Medical Scheme Tax Credits

Similarly, tax credits for medical scheme contributions have not been changed in the 2019 budget. The freeze is intended to raise around R1 billion, and fund South Africa’s National Health Programme for several years.

Anti Avoidance Rules for Dividend Stripping

Rules concerning dividend stripping were amended in the 2019 budget. Specifically, the budget introduced anti avoidance measures to prevent corporate entities avoiding tax liability on dividends which they are disposing of - a practice which most commonly structured as share buy-backs. The rules came into effect on 20 February 2019.

As a corollary, rules relating to corporate reorganisations - specifically to prevent limit abuse - have also been amended.

Electronic Cash Register Discussion

The 2019 budget included the announcement of a discussion paper, from the South African Revenue Service (SARS), which will explore the most efficient ways to help revenue administrators deal with electronic cash registers in businesses.

Tax Transparency

Part of an effort to ease the administrative and compliance burden placed on large business entities, and enhance the government’s tax collection capabilities, SARS’ Large Business Centre (LBC) will be reestablished in 2019. The LBC was first formed in 2004 but transitioned away from its original role in 2015.

With the revival of the LBC, a new commissioner was also appointed to the Nugent Commission.

Venture Capital Companies

The budget included a proposed review of rules relating to venture capital companies and the special interest deductions they make for the debt-financing acquisition of shares.
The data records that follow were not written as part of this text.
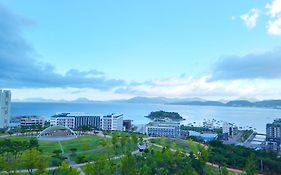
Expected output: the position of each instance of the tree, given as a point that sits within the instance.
(134, 138)
(123, 139)
(73, 151)
(128, 165)
(250, 167)
(57, 153)
(65, 169)
(114, 139)
(10, 163)
(101, 167)
(33, 143)
(85, 146)
(224, 171)
(32, 159)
Essentially, the proposal suggests that these rules be reconsidered if the acquirer is a controlling shareholder of the specific entity.

Fuel Levy

The budget increased South Africa’s fuel level by 29c/litre. That increase is made up of:

  • 15c general fuel levy
  • 5c/litre Road Accident Fund Levy - in effect from 3 April 2019
  • A new carbon fuel tax of 9c/litre on petrol (10c/litre on diesel) - in effect from 5 June 2019

It will not be possible to claim a diesel refund against the carbon fuel tax.

Provident Fund Annuitisation

The National Economic Development and Labour Council (NEDLAC) is arranging a further consultation on the annuitisation of provident funds. The current conclusion of the annuitisation of provident funds is set to be reconvened on 1 March 2021.

Employment Tax Incentive

The employment tax incentive was extended by 10 years in 2018. In 2019, as a measure to counter inflation, income bands for the incentives have been adjusted upwards. Additionally, with effect from 1 March 2019, employers may claim R1,000 for an employee earning R4,500 per month. The tax incentive tapers off beyond that earning threshold, and reduces to zero for employees earning R6,500 per month.